A high school student in the north-central province of Nghe An may not be able to attend an international science competition in the United States, though selected by the Vietnamese education ministry, after having his visa application rejected twice.
Mai Nhat Anh, a 12th-grade student at Phan Boi Chau High School, was chosen by the Ministry of Education and Training to participate in the 2018 Intel International Science and Engineering Fair (Intel ISEF) in Pennsylvania, U.S. from May 13 to 19.
Anh and his classmate, Phung Van Long, were supposed to attend the event together to present their project which won first prize in a national contest in late March.

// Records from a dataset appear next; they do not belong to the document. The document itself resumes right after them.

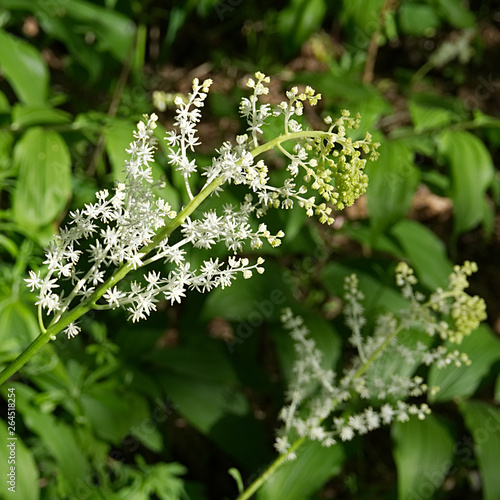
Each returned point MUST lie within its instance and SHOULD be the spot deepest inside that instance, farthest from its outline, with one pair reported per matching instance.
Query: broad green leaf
(300, 478)
(425, 251)
(472, 172)
(6, 141)
(25, 70)
(483, 421)
(59, 440)
(418, 19)
(378, 295)
(326, 338)
(70, 22)
(119, 135)
(392, 183)
(299, 20)
(201, 382)
(430, 111)
(25, 472)
(206, 361)
(483, 349)
(423, 452)
(18, 326)
(203, 403)
(24, 116)
(4, 103)
(362, 17)
(456, 13)
(250, 302)
(44, 184)
(389, 364)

Their invention is among Vietnam’s eight entries to the competition.
So far, however, only Long has been granted approval for a visa while Anh’s application has been rejected twice, on April 16 and May 2, by the U.S. Embassy in Vietnam.
“The interviews lasted only about two minutes. I answered all the questions very clearly. It was quite shocking that my application got rejected,” Anh recalled.
According to Mai Van Quyen, Anh and Long’s teacher, the two students have been making careful preparations for their participation in the Intel ISEF.
The education ministry has already signed up the project and the two young inventors for the event.
|Mai Nhat Anh (R) and Phung Van Long (L) discuss their project with their teacher, Mai Van Quyen. Photo: Tuoi Tre|
If only one of them makes it to the competition, the project could be disqualified, Quyen elaborated.
Nguyen Xuan Thanh, an official from the Ministry of Education and Training, stated that the agency had sent a document to the U.S. Embassy to ask for their support in the visa issuance for the Vietnamese participants in the global contest.
Regarding Anh’s case, the ministry will help him reapply for the visa so that he might still have the opportunity to participate in the event, Thanh stated.
Turning salt water into fresh water
Anh and Long invented a machine that can convert seawater into fresh water via distillation. It took them about seven months to complete the project.
The machine weighs about 70 kilograms and is able to produce a considerable amount of fresh water.
It can be used on long-haul fishing boats or at houses in coastal localities.
“In good weather conditions, the device can run entirely on solar power and is able to supply seven liters of fresh water a day. It works best in hot and sunny weather,” Anh explained.
“Seawater is an unlimited resource, while solar power is clean energy, thus our machine is completely eco-friendly,” Long said.
|Anh (R) and Long test their machine at a local beach. Photo: Mai Nhat Anh|
Anh and Long expect that their machine could be valued at VND10 million (US$440) if put into mass production.
The Intel ISEF, a program sponsored by the Society for Science & the Public, is the world’s largest pre-college science competition.
Each year, approximately 1,800 high school students from more than 75 countries, regions, and territories are awarded the opportunity to showcase their independent research and compete for on average $4 million in prizes.
This is not the first time that a Vietnamese student has his visa application rejected despite being selected by the education ministry to attend the Intel ISEF.
In 2017, Pham Huy, an eleventh-grader in the central province of Quang Tri, was also rejected twice by the U.S. Embassy.
After an article about Huy’s case was published in Tuoi Tre (Youth) newspaper, the boy received a phone call from the U.S. Embassy offering him a third interview to reconsider his visa application.
Huy was granted the document just in time for his flight booked for the same day.